La problématique de l’état d’urgence a tourmenté les rédacteurs de constitutions depuis la création des constitutions démocratiques modernes. Comment transformer en loi – et réguler – une situation dans laquelle la loi cesse d’être appliquée. Les constitutions révolutionnaires françaises des années 1790 ont cherché à contrôler la possibilité pour le pouvoir exécutif d’utiliser l’état d’urgence en limitant le recours à l’état d’urgence au temps de guerre et en permettant au pouvoir législatif de le passer au vote.

Par opposition, la constitution américaine a pris l’approche alternative et a ignoré l’état d’urgence : il n’existe pas de voie légale qu’un président peut emprunter pour suspendre la constitution ou les lois. Ainsi, en temps de guerre, comme pendant la guerre de Sécession, lorsque de telles mesures ont été prises, l’action du président a généralement été, a postériori, déclarée illégale. Dans tous les cas, l’état d’urgence demeure une zone, problématique et rigide, de la loi qui fournit au chef de l’Etat une avenue royale à l’autoritarisme.

La commission égyptienne a suivi la méthode française en cherchant à limiter légalement l’usage de l’état d’urgence. Elle donne au président une possibilité, assez illimitée, de déclarer l’état d’urgence, mais l’oblige dorénavant à soumettre ses décrets au vote dans les 15 jours et limite leur durée à six mois ; seul un référendum permet à l’état d’urgence de s’étendre au-delà de six mois. Etant donné la longue histoire qu’a connue l’Egypte sous le règne des lois d’état d’urgence, il est surprenant que la commission n’ait pas recommandé d’essayer la méthode américaine en se débarrassant définitivement de cet instrument légal malheureux.

Le Parti de la Liberté et la Justice

L’amendement de l’article 5 de la constitution – objectif cher à l’organisation des Frères musulmans – qui interdit les partis politiques à base religieuse, n’a pas été recommandé, et ce, en dépit de la présence au sein de la commission d’un membre des Frères musulmans et du fait que le président de la commission lui-même, Tarik al Bishri, soit un sympathisant connu des Frères musulmans.

Le bureau du guide de l’organisation des Frères musulmans a néanmoins annoncé dimanche qu’il allait créer un nouveau parti politique, le Parti de la Liberté et la Justice pour se présenter aux prochaines élections parlementaires.
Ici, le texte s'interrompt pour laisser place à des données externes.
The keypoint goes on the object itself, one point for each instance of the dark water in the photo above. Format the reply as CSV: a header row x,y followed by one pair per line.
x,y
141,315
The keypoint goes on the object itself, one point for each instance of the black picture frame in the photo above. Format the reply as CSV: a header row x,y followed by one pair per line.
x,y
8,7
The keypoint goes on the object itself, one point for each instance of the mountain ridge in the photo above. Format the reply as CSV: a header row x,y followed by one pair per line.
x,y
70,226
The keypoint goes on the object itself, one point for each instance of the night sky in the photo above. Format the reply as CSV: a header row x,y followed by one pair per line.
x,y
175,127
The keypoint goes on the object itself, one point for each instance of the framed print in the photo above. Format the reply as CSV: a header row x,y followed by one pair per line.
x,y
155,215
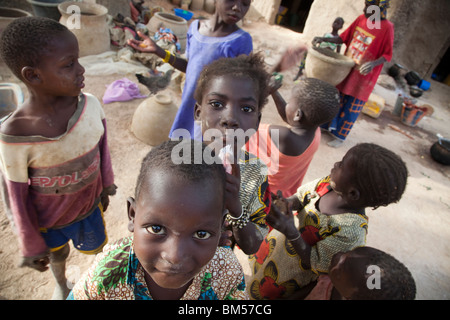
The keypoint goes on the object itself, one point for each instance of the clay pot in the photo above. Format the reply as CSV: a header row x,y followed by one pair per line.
x,y
197,4
153,119
210,6
89,25
46,8
440,152
8,15
177,24
327,65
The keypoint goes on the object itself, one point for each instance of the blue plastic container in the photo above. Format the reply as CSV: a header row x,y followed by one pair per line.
x,y
187,15
424,85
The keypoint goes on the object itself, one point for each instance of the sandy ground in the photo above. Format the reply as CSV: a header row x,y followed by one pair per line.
x,y
415,231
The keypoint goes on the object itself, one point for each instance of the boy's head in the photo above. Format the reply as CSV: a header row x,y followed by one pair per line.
x,y
178,212
231,12
370,175
367,273
231,93
382,4
43,54
313,102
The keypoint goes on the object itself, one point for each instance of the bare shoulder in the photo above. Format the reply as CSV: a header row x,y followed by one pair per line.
x,y
19,123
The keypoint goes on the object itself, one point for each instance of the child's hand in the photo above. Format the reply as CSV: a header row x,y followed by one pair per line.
x,y
37,263
225,237
233,184
146,45
280,216
367,68
275,83
317,40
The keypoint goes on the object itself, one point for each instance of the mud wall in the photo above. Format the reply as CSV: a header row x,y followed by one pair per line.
x,y
421,28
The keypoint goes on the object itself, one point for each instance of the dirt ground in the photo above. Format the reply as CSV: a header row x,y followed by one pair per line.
x,y
415,231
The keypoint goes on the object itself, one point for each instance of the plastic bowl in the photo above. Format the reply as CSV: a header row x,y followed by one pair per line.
x,y
183,13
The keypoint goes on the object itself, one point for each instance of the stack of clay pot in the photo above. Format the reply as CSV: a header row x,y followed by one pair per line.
x,y
177,24
153,119
327,65
88,22
196,5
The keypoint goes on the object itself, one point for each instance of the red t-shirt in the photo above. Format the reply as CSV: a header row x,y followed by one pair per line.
x,y
363,45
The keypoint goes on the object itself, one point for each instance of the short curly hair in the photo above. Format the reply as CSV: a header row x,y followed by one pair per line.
x,y
380,174
250,66
396,281
26,39
318,100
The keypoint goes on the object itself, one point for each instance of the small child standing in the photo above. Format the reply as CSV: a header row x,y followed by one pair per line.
x,y
337,25
332,219
231,93
352,272
207,40
176,219
54,156
313,102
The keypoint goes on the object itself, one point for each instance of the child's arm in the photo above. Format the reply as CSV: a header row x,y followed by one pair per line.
x,y
149,46
319,40
282,219
280,103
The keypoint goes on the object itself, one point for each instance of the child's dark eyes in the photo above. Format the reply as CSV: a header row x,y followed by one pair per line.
x,y
248,109
202,235
216,104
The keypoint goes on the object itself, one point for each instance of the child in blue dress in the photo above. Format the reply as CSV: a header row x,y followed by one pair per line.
x,y
207,40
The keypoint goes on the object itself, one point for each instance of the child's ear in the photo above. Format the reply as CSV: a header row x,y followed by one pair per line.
x,y
197,111
354,194
131,208
30,75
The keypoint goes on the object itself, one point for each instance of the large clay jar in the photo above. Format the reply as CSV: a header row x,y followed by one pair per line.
x,y
177,24
327,65
153,119
210,6
197,5
88,22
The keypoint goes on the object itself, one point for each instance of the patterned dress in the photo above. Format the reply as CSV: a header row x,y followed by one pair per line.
x,y
118,275
276,268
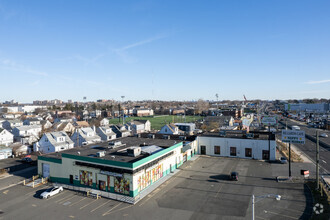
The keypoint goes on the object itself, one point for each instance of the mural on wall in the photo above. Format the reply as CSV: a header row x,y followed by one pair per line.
x,y
153,174
86,178
121,185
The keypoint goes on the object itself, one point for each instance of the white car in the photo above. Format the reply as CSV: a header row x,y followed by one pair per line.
x,y
51,191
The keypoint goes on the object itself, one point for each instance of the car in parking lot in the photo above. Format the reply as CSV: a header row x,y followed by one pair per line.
x,y
234,176
51,192
283,160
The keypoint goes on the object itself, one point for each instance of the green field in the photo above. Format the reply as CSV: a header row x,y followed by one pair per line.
x,y
159,121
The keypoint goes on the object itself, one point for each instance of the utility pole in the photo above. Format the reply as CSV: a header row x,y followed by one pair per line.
x,y
317,161
290,159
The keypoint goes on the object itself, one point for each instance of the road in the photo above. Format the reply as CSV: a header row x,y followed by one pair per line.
x,y
309,148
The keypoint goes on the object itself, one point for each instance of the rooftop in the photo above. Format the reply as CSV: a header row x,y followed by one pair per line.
x,y
118,153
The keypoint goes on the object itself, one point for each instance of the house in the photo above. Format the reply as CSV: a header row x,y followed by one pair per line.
x,y
187,128
170,129
63,126
53,142
81,124
27,134
140,126
20,149
84,136
104,122
120,130
31,121
10,124
106,133
5,152
6,138
143,112
45,124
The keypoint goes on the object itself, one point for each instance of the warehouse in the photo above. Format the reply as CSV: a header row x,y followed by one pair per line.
x,y
238,144
124,167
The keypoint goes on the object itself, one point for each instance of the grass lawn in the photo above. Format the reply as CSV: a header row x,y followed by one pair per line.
x,y
159,121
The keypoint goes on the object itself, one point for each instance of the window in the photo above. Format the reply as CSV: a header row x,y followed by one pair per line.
x,y
233,151
217,150
248,152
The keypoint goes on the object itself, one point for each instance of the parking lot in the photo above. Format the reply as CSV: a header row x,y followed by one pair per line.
x,y
200,190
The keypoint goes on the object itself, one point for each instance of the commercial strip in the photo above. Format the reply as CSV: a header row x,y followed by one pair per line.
x,y
125,167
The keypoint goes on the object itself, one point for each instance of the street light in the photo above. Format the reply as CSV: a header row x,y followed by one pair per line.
x,y
277,197
122,99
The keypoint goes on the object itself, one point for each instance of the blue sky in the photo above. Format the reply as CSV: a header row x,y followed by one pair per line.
x,y
164,50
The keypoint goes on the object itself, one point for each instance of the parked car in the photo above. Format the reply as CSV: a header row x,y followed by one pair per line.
x,y
323,135
51,192
283,160
234,176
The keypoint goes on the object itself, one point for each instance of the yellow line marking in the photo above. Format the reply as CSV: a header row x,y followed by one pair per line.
x,y
281,215
106,213
88,204
78,201
68,199
63,198
101,205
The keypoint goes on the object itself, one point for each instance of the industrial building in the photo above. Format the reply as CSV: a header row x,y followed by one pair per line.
x,y
125,167
257,145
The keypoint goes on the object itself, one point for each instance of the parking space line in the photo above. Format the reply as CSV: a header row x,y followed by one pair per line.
x,y
78,201
88,204
101,205
106,213
68,199
281,215
63,198
121,209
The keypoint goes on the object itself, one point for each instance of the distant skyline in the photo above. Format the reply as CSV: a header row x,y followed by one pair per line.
x,y
164,50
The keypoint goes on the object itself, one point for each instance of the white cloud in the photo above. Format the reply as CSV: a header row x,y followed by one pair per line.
x,y
13,66
318,82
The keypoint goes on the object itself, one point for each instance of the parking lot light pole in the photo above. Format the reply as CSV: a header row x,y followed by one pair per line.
x,y
277,197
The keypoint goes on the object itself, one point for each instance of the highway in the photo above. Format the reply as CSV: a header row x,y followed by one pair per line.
x,y
309,148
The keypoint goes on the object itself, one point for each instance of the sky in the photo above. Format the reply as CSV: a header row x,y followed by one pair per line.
x,y
164,50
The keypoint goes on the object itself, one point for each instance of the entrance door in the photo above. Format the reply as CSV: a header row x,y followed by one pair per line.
x,y
203,150
265,155
45,170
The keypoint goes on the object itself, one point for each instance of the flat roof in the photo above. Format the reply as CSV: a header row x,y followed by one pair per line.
x,y
239,135
118,153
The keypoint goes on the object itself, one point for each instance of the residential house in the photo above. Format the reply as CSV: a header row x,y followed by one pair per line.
x,y
120,130
140,126
170,129
31,121
84,136
53,142
5,152
10,124
187,128
6,138
63,126
143,112
45,124
106,133
81,124
27,134
104,122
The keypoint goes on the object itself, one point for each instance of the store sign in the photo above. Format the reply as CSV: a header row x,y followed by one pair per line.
x,y
110,173
295,137
268,120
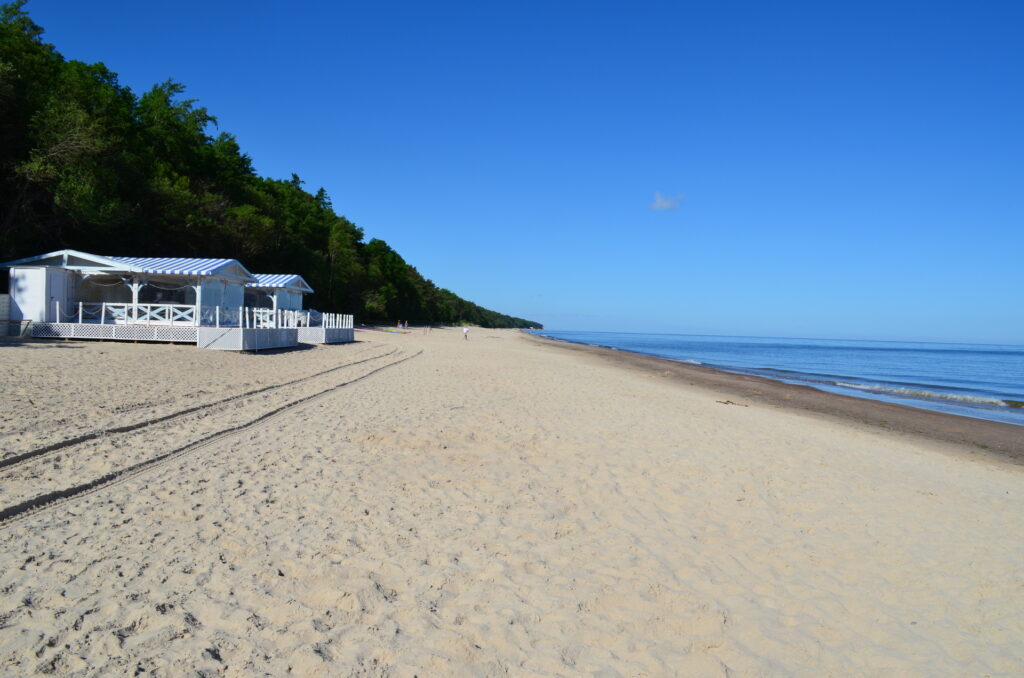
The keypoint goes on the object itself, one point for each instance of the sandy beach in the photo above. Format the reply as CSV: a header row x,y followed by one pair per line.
x,y
420,505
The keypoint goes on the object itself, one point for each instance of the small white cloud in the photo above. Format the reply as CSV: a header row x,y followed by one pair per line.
x,y
666,202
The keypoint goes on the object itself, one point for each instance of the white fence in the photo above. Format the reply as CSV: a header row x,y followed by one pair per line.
x,y
86,312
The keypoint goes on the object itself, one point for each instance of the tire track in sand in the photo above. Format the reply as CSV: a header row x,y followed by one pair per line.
x,y
17,512
10,463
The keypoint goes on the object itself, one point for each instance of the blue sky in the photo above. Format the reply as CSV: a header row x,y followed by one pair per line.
x,y
825,169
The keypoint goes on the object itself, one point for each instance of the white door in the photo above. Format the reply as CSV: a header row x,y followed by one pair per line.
x,y
57,281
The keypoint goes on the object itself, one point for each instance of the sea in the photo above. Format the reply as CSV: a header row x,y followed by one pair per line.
x,y
983,381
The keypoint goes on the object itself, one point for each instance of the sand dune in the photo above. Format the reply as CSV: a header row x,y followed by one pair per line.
x,y
482,508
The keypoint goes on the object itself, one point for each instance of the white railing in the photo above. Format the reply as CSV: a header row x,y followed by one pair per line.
x,y
126,313
267,318
181,314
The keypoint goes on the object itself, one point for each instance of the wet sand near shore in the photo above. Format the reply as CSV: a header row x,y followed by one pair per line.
x,y
421,505
972,436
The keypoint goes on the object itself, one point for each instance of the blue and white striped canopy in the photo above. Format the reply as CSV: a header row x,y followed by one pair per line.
x,y
75,260
281,281
176,265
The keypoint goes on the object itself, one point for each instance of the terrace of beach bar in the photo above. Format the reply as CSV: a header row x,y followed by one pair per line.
x,y
72,294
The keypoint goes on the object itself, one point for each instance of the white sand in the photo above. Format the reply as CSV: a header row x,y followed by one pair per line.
x,y
491,507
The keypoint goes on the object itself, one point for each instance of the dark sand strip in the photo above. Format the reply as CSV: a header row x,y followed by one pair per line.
x,y
975,437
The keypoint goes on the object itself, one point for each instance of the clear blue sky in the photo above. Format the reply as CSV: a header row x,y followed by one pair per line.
x,y
826,169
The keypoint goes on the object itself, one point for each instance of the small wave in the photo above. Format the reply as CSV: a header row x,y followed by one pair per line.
x,y
913,392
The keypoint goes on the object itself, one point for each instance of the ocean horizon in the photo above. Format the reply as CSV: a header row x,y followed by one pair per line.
x,y
982,381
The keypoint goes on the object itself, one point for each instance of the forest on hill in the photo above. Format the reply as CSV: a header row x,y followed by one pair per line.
x,y
86,164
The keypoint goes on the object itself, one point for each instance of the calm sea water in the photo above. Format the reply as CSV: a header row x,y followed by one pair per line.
x,y
971,380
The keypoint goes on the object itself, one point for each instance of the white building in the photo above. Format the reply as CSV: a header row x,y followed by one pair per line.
x,y
215,303
276,291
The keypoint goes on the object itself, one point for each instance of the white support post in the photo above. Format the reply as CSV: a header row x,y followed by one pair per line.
x,y
199,302
134,300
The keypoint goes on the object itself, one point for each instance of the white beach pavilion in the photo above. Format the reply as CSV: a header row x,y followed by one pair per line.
x,y
281,296
72,294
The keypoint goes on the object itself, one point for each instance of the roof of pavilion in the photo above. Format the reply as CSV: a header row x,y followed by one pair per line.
x,y
290,282
93,263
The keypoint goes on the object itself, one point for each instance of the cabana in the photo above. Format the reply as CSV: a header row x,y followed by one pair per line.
x,y
74,294
280,296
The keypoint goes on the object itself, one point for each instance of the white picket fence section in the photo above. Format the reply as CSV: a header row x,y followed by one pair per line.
x,y
85,312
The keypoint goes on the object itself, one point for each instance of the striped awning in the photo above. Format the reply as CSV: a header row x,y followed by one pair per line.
x,y
175,265
92,263
290,282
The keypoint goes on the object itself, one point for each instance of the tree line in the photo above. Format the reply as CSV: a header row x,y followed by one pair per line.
x,y
86,164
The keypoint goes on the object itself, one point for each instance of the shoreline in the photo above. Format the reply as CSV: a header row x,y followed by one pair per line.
x,y
418,504
975,437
Les Frères musulmans avaient par le passé tenté de créer des partis politiques mais ont été généralement forcés de se présenter aux élections en tant qu’indépendants.

De manière générale, Tarek Al Bishri et ses collègues apparaissent comme s’ils avaient raccommodé de manière plutôt expéditive la constitution égyptienne, en s’attaquant primordialement aux points qui ont concerné les dérives les plus récentes du pouvoir exécutif.

Probablement soucieuse de préserver son puissant rôle dans l’Etat égyptien, l’Armée a ordonné que telle serait le résultat, allant jusqu’à essayer d’édicter à Al Bishri et ses collègues, à l’avance, quels articles de la constitution modifier (mais la commission a décidé d’aller au-delà des six articles « suggérés » à l’amendement pour le porter leur nombre à huit). Ce n’est donc pas là une refondation de l’ordre politique égyptien, et personne ne pouvait s’attendre à ce qu’une telle refondation se produise dans un processus aussi intentionnellement bref.

Mais Al Bishir et l’establishment judiciaire égyptien ne sont pas des pantins malléables : dans un entretien à Al Masri al Youm, le président de la commission de révision constitutionnelle a clairement affirmé que les amendements proposés ne sont qu’une solution temporaire et que la constitution devrait être entièrement réécrite une fois terminé l’interrègne politique actuel.